Sample Size: The accuracy of the empirical rule improves with larger sample sizes. Smaller samples may not accurately represent the population, leading to less reliable estimations.
Outliers: While the empirical rule helps identify potential outliers, it doesn't provide a definitive test for outliers. Further investigation and statistical tests may be necessary to confirm whether data points are genuine outliers.

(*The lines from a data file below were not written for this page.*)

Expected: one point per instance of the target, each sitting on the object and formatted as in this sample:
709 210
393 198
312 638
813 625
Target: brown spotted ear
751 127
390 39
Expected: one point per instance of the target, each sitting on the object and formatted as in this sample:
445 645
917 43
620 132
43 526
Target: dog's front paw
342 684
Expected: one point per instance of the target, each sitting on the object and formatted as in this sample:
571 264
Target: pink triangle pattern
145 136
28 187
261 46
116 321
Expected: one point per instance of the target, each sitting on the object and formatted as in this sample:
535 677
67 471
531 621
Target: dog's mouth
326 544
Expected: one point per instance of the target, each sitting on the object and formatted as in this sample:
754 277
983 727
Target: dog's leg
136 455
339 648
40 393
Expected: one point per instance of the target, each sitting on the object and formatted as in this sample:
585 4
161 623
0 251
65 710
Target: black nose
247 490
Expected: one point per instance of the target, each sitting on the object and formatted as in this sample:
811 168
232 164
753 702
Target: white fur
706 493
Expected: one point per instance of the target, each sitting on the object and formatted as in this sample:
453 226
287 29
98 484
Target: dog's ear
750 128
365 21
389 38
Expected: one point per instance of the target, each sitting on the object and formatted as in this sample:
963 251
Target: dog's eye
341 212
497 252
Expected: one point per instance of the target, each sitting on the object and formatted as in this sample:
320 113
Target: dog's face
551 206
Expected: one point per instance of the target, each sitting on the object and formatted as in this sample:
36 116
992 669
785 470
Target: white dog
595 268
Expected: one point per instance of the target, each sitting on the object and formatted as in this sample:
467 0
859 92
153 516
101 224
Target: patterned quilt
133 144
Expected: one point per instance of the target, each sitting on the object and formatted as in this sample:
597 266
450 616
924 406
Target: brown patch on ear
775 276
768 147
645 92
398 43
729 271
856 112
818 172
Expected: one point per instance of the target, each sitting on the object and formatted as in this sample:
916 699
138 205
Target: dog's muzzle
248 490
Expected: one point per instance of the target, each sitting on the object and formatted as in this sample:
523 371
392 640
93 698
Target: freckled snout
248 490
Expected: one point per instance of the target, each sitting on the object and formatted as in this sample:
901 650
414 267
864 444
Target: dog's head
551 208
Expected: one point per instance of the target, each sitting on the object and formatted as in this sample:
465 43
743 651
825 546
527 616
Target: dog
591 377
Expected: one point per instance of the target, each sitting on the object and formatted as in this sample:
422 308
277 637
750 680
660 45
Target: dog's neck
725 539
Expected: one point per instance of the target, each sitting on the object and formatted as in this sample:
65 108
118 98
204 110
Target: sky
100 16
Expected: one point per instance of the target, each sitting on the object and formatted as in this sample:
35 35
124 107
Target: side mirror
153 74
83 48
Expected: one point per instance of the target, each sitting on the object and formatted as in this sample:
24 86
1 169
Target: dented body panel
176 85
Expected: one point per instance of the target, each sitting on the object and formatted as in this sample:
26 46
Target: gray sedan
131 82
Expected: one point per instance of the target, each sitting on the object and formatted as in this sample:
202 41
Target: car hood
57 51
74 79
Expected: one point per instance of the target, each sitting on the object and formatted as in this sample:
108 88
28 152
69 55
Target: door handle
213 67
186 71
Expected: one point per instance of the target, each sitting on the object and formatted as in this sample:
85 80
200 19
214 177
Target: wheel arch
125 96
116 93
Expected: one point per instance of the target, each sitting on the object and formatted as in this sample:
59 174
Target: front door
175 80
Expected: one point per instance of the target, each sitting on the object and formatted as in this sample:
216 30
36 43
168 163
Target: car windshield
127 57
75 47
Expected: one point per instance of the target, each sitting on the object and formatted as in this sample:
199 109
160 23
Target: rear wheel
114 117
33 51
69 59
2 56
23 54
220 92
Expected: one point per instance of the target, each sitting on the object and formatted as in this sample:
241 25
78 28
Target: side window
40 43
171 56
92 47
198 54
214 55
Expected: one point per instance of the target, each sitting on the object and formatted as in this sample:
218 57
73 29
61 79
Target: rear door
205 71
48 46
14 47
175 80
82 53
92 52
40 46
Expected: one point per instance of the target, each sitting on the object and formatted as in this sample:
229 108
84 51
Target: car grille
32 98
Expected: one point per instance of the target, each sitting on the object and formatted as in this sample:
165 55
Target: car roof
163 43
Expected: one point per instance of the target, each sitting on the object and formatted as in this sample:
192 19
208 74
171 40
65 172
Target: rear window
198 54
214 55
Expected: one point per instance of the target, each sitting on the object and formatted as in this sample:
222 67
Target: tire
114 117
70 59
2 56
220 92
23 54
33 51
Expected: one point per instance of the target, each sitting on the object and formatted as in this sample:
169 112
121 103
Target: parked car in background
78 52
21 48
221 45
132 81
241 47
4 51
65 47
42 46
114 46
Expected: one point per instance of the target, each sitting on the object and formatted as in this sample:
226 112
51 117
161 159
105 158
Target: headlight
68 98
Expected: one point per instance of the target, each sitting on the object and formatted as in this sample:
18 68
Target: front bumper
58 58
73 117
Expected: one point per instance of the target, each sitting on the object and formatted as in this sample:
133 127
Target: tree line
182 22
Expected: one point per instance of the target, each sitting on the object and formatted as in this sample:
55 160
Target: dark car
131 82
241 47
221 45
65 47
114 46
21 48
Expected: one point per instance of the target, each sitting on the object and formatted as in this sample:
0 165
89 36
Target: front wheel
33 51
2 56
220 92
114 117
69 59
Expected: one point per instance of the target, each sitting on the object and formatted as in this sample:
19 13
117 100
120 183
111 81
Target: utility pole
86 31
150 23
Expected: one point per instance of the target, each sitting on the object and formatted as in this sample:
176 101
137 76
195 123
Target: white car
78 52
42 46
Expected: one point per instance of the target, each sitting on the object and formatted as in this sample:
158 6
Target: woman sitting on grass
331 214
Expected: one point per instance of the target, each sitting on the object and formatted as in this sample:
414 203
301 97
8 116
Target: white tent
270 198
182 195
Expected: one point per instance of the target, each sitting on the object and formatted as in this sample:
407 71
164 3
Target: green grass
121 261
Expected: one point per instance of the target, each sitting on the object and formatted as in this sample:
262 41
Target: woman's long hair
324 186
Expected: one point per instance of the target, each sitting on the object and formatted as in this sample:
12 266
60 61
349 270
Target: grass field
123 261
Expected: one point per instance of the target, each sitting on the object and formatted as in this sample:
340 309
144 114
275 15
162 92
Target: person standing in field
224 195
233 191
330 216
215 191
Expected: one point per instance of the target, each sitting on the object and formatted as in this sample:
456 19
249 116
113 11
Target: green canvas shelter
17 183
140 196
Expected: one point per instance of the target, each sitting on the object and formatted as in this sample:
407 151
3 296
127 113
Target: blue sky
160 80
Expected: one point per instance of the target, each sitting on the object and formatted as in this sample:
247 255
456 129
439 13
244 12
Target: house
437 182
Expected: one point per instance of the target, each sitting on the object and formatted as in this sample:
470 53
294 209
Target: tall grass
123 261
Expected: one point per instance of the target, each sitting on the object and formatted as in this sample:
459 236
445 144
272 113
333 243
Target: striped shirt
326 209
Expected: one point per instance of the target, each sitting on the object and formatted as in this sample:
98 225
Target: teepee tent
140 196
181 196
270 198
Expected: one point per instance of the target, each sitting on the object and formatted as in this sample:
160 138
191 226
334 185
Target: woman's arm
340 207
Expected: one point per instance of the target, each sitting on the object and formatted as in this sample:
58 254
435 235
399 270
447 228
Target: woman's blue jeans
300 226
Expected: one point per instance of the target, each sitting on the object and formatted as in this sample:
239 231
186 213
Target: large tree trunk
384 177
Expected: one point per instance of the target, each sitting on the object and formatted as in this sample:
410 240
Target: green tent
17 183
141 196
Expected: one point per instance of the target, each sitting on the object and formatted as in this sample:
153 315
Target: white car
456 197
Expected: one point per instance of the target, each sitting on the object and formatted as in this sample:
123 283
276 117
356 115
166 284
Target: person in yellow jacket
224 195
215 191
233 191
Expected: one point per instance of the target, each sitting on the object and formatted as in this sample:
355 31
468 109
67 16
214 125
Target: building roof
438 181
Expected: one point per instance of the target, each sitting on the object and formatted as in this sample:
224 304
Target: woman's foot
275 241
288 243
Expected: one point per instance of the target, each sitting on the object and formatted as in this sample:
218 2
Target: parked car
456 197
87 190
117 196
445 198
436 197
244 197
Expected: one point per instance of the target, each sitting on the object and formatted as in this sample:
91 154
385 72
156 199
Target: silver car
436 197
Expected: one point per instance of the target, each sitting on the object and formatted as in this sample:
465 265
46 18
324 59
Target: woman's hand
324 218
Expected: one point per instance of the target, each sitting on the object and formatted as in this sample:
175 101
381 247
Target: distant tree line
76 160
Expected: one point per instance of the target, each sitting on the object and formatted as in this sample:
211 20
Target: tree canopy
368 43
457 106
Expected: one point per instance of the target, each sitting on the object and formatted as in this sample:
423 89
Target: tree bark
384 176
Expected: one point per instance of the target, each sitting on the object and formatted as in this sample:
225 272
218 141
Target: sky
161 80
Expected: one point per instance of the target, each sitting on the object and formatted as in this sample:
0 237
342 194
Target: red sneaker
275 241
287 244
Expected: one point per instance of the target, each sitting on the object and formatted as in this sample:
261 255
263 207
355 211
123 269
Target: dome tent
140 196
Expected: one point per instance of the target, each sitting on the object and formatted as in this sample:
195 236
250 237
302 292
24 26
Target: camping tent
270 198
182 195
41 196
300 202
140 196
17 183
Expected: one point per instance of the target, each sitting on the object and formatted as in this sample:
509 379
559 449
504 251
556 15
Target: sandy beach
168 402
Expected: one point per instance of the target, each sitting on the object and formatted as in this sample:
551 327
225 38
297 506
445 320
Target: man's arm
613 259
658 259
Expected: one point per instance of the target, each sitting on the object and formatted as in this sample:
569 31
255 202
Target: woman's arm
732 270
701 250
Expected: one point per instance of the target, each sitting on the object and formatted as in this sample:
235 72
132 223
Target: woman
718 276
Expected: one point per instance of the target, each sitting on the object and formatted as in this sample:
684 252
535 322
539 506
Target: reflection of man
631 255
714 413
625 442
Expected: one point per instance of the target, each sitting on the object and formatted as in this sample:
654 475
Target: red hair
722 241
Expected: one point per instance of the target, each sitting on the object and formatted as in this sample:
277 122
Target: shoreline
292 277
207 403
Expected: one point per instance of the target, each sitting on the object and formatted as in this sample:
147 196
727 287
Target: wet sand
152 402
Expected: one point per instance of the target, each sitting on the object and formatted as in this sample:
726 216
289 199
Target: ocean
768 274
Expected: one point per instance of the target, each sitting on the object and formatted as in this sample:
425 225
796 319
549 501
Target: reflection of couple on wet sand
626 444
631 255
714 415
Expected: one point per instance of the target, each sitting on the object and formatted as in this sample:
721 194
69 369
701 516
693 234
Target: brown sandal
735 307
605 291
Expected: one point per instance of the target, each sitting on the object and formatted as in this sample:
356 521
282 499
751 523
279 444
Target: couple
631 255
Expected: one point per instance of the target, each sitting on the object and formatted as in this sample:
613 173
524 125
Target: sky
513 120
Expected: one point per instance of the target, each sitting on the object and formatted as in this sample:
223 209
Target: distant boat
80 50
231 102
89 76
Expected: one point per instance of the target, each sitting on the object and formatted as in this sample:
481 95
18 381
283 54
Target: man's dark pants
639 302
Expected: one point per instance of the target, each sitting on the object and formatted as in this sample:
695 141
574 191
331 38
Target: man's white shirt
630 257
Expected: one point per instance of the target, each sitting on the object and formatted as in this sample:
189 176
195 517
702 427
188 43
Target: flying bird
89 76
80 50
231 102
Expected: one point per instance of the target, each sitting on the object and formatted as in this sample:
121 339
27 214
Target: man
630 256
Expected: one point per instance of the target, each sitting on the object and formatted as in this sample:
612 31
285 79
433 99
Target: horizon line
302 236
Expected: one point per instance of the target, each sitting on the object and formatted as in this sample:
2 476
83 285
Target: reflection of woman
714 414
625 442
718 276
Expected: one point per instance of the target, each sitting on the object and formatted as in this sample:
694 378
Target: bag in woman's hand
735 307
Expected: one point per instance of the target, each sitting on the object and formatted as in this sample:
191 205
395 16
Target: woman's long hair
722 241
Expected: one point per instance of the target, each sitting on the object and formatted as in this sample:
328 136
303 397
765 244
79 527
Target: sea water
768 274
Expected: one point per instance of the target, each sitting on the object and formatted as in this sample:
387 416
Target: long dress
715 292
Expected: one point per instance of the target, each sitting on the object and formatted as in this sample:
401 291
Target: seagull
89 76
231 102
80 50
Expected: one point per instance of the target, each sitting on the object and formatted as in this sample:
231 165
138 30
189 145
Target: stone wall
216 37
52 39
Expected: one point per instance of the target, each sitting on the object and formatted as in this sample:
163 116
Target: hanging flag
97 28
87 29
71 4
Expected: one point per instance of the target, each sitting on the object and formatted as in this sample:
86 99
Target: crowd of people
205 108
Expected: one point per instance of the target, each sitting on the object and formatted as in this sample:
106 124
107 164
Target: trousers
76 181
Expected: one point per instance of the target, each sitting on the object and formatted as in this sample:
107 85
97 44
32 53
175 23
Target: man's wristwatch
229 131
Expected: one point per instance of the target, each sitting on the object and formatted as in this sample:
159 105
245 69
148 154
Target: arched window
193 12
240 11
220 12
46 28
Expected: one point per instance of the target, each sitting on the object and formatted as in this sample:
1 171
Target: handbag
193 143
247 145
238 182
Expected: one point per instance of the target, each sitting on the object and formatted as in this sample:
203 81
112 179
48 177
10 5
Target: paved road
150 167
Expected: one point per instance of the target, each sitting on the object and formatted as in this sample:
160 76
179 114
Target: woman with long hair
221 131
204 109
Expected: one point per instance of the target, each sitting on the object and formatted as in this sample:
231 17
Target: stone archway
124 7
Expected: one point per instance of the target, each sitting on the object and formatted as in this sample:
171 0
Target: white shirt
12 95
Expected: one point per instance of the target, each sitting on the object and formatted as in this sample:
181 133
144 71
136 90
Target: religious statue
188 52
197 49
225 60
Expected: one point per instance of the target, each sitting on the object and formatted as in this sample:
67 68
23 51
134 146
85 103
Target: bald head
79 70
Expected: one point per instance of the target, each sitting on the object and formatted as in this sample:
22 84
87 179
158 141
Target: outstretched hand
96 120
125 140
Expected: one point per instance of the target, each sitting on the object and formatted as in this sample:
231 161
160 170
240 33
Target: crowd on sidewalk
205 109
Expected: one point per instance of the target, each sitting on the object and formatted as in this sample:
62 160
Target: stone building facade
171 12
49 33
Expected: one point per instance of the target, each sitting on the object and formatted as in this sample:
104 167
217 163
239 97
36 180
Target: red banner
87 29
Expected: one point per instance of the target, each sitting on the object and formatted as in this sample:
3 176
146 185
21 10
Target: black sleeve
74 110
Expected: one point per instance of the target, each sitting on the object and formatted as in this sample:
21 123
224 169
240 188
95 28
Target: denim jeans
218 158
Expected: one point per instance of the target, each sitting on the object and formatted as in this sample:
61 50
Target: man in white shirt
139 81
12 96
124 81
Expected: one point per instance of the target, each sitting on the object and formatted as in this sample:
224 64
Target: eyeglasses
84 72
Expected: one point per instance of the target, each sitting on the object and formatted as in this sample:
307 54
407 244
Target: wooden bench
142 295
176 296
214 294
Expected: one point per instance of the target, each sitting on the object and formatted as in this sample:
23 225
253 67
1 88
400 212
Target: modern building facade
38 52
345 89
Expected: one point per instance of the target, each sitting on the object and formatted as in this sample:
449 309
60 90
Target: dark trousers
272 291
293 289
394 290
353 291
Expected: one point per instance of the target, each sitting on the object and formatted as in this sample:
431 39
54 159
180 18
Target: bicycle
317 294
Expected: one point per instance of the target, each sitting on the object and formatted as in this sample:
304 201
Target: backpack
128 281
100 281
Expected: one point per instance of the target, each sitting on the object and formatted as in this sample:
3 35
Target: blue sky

Alternatives to the Empirical Rule

If your data doesn't meet the assumptions of the empirical rule or you need more precise estimations, consider using alternative methods:

Chebyshev's Inequality: Chebyshev's inequality is a more general rule that applies to any distribution, regardless of its shape. It provides a lower bound on the proportion of data within k standard deviations of the mean.
Z-Scores: Z-scores standardize data by transforming it into a standard normal distribution (mean = 0, standard deviation = 1). Z-scores can be used to find the exact proportion of data falling within specific intervals using a standard normal distribution table or calculator.
Percentiles and Quartiles: Percentiles and quartiles divide the data into specific proportions. For example, the 25th percentile (Q1) is the value below which 25% of the data falls, and the 75th percentile (Q3) is the value below which 75% of the data falls. These measures are useful for understanding the distribution of data without assuming normality.
Non-parametric Tests: Non-parametric tests, such as the Wilcoxon rank-sum test or the Kruskal-Wallis test, are statistical tests that do not assume a specific distribution for the data. These tests are useful when dealing with non-normal data or when the normality assumption is questionable.

Conclusion

The empirical rule is a powerful tool for quickly estimating the distribution of data and identifying potential outliers in a normally distributed dataset. By understanding the rule and following the steps outlined in this guide, you can gain valuable insights into your data and make informed decisions. Always remember to verify the normality assumption and be aware of the rule's limitations. When the empirical rule isn't appropriate, consider alternative methods for more accurate and reliable analysis.